Quelles sont les principales raisons de ce phénomène ?
Tout d’abord, le repli sur soi peut être passager ou durable ; dû aux facteurs extérieurs indépendants ou à ceux propres à la personne. Aujourd’hui, la situation économique est un grand facteur d’instabilité et de la recrudescence des postures de repli sur soi. Outre ce facteur omniprésent sur le plan global, il y en a d’autres qui peuvent le renforcer encore davantage, p.ex. un traumatisme psychique individuel suite à une situation de conflit ou d’autres problèmes que la personne n’a pas envie de partager avant de les travailler et de les résoudre elle-même. Ce qui est important dans une entreprise, c’est de comprendre l’origine du problème pour pouvoir affronter la situation, trouver des solutions et surtout retrouver la proactivité et l’énergie habituelles.

Dans quelle mesure la crise sanitaire a-t-elle accentué ce problème ?
L’instabilité des conditions d’exercice, la chute des certitudes et la peur de l’avenir sont un fort cocktail des raisons exogènes, suffisant pour provoquer un repli sur soi temporel même chez les personnes les plus résistantes, dynamiques et habituées à relever les défis.
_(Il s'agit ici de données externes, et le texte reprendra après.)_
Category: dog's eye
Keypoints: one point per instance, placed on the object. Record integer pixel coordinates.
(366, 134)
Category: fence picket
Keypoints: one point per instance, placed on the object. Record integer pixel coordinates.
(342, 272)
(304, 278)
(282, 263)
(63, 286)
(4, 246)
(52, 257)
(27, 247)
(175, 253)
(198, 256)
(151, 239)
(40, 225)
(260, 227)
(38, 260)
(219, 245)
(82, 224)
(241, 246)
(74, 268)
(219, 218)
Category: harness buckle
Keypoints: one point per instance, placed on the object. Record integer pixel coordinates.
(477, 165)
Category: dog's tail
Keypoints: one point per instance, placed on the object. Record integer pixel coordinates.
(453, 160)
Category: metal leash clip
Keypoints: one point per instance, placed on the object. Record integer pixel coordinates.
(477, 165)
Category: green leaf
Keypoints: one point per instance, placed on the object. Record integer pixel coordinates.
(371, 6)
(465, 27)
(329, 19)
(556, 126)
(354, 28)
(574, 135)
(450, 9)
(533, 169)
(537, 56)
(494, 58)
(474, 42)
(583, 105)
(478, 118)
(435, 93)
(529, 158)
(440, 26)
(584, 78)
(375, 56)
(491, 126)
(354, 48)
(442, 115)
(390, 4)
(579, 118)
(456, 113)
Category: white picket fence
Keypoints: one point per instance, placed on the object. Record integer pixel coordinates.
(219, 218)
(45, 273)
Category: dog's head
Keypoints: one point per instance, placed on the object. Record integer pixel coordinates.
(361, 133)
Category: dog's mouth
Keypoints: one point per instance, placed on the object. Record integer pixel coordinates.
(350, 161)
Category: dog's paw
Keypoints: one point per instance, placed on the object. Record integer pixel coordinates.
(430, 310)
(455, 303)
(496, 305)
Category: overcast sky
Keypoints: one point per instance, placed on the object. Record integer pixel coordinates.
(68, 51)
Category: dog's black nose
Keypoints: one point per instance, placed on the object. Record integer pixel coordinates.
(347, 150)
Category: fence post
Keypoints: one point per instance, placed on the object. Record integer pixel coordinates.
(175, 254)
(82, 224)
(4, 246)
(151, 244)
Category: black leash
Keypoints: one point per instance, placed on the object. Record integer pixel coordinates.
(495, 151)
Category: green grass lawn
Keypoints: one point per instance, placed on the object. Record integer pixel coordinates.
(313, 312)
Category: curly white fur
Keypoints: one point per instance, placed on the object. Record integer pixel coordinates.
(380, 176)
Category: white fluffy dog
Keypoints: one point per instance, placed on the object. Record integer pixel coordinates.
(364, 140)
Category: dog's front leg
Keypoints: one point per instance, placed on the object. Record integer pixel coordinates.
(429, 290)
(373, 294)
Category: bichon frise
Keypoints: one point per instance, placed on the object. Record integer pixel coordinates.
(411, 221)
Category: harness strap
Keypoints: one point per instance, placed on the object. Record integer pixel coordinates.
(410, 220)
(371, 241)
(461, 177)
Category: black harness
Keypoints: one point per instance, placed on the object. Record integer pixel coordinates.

En ce moment, la crise économique est un facteur majeur de ces comportements du repli, soit par son impact direct (p.ex. la crainte d’un licenciement possible) soit par l’afflux des informations alarmistes à caractère général agissant fortement sur l’imaginaire.
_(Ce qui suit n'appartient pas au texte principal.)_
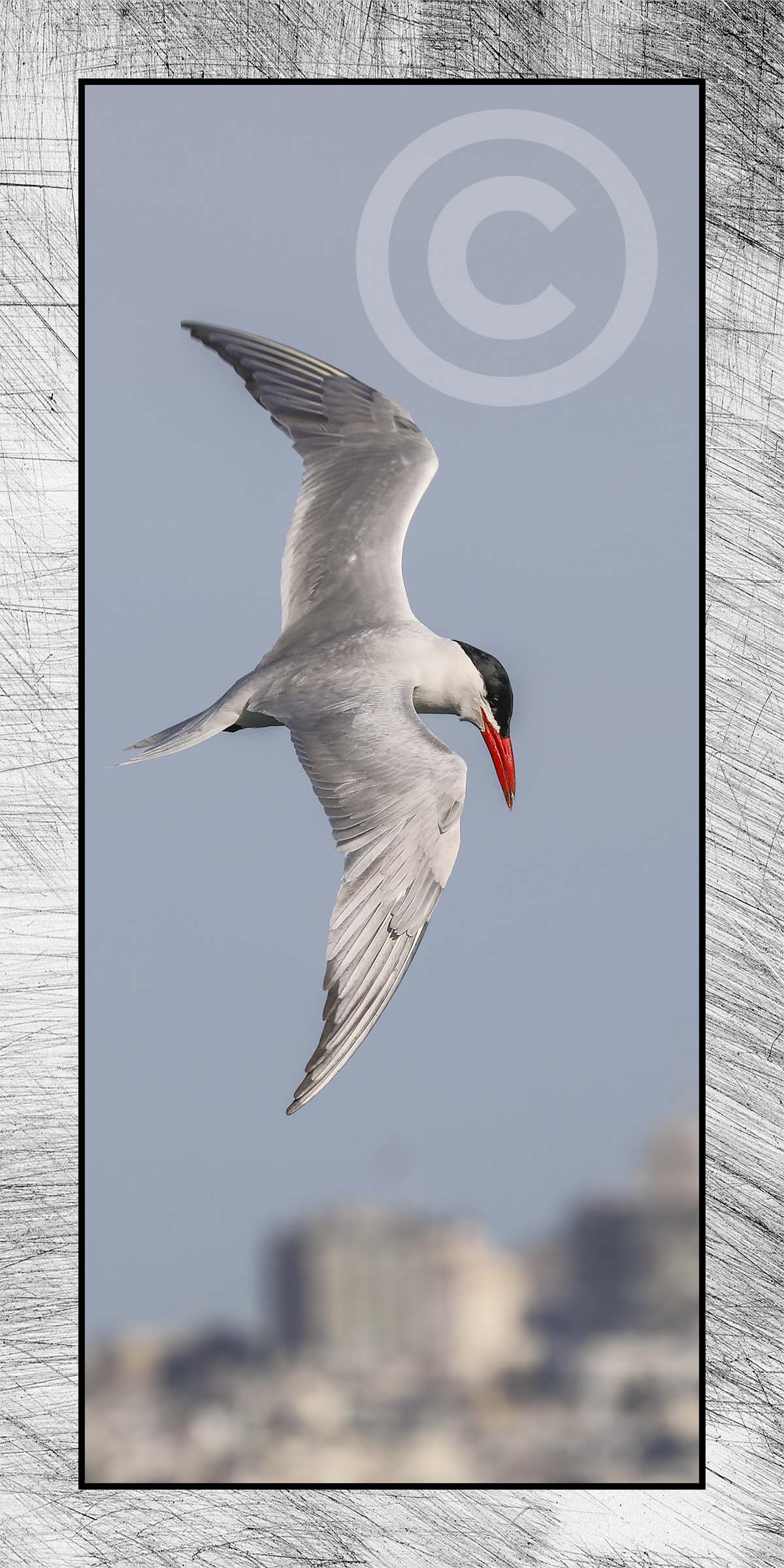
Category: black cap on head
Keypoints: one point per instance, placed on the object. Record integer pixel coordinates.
(498, 684)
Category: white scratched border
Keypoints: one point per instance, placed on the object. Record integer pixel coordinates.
(43, 1518)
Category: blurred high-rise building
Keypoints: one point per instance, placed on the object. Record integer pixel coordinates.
(366, 1286)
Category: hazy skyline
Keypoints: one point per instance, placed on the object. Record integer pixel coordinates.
(549, 1023)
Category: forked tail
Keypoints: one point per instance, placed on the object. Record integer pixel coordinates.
(223, 714)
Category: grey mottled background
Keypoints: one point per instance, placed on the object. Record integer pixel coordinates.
(551, 1024)
(43, 1518)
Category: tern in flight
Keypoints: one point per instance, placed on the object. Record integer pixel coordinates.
(349, 676)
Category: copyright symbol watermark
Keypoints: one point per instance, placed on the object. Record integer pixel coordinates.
(448, 257)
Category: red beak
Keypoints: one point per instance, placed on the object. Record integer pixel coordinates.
(502, 755)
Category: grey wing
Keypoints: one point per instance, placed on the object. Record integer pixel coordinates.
(394, 797)
(366, 468)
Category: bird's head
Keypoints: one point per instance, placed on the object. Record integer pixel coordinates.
(487, 703)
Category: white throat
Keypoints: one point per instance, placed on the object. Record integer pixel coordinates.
(451, 684)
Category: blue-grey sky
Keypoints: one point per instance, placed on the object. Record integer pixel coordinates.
(549, 1023)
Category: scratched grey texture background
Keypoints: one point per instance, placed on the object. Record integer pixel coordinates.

Si en plus on y ajoute des problèmes personnels préexistants que je viens de citer, nous avons une situation à forte probabilité du repli sur soi, ne serait-ce que temporel.
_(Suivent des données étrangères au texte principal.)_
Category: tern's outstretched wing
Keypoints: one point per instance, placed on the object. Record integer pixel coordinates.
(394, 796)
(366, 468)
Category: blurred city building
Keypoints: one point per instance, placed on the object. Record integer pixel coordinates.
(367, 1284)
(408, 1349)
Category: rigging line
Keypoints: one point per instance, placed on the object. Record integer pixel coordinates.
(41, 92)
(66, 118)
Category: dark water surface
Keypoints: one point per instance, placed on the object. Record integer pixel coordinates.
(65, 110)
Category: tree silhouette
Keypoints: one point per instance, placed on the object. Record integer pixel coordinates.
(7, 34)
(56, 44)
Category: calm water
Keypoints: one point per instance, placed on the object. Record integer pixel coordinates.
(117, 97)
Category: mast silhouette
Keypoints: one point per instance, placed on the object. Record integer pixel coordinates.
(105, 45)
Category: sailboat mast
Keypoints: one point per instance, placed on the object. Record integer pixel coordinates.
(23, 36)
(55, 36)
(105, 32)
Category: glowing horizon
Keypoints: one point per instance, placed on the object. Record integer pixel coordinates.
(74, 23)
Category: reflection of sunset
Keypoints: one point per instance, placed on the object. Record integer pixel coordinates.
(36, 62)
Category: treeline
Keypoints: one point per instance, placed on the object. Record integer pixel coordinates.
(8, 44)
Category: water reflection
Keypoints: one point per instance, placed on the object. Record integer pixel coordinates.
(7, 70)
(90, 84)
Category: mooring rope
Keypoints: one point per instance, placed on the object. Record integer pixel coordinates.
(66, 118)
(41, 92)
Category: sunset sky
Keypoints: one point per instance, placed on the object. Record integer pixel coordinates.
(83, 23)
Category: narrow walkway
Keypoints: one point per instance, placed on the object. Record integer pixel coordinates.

Comment les réseaux sociaux contribuent-ils à aggraver ce comportement en entreprise ?
Les fake news et les commérages sèment le trouble dans la communication déjà chaotique et peu compréhensible pour beaucoup de gens, et ce aussi bien au niveau global que celui de l’entreprise. 
En plus, les réseaux sociaux donnent aux utilisateurs un faux sentiment d’anonymat, d’où la profusion de tout type d’informations vraies et fausses dont le seul objectif est d’obtenir des clics. Et qu’est-ce qui attitre le plus le public ? Le sensationnel à forte charge émotionnelle. Une fois la peur et la suspicion installées, les réactions réelles cette fois-ci apparaissent, y compris le repli sur soi.

Comment y faire face ?
Je pense que le premier pas c’est d’observer attentivement l’attitude des gens : les collaborateurs, les collègues et même la hiérarchie. 
Humainement, personne n’est à l’abri. Si nous repérons un repli sur soi inhabituel pour quelqu’un, et qui dure sur une période prolongée, il faut en parler ouvertement pour bien saisir les raisons de cet état de choses et y remédier. Sur le plan collectif, non seulement en situation de crise, mais en amont, c’est la vision bien claire et bien communiquée qui peut rassurer les gens. Consacrer le temps à ce dialogue est crucial pour prévenir que les attitudes du repli s’installent. 
D’ailleurs, quelle que soit la situation, communiquer sur une difficulté passagère, compréhensible et justifiée n’est pas un signe de faiblesse, mais une preuve d’auto-conscience, de force et d’authenticité.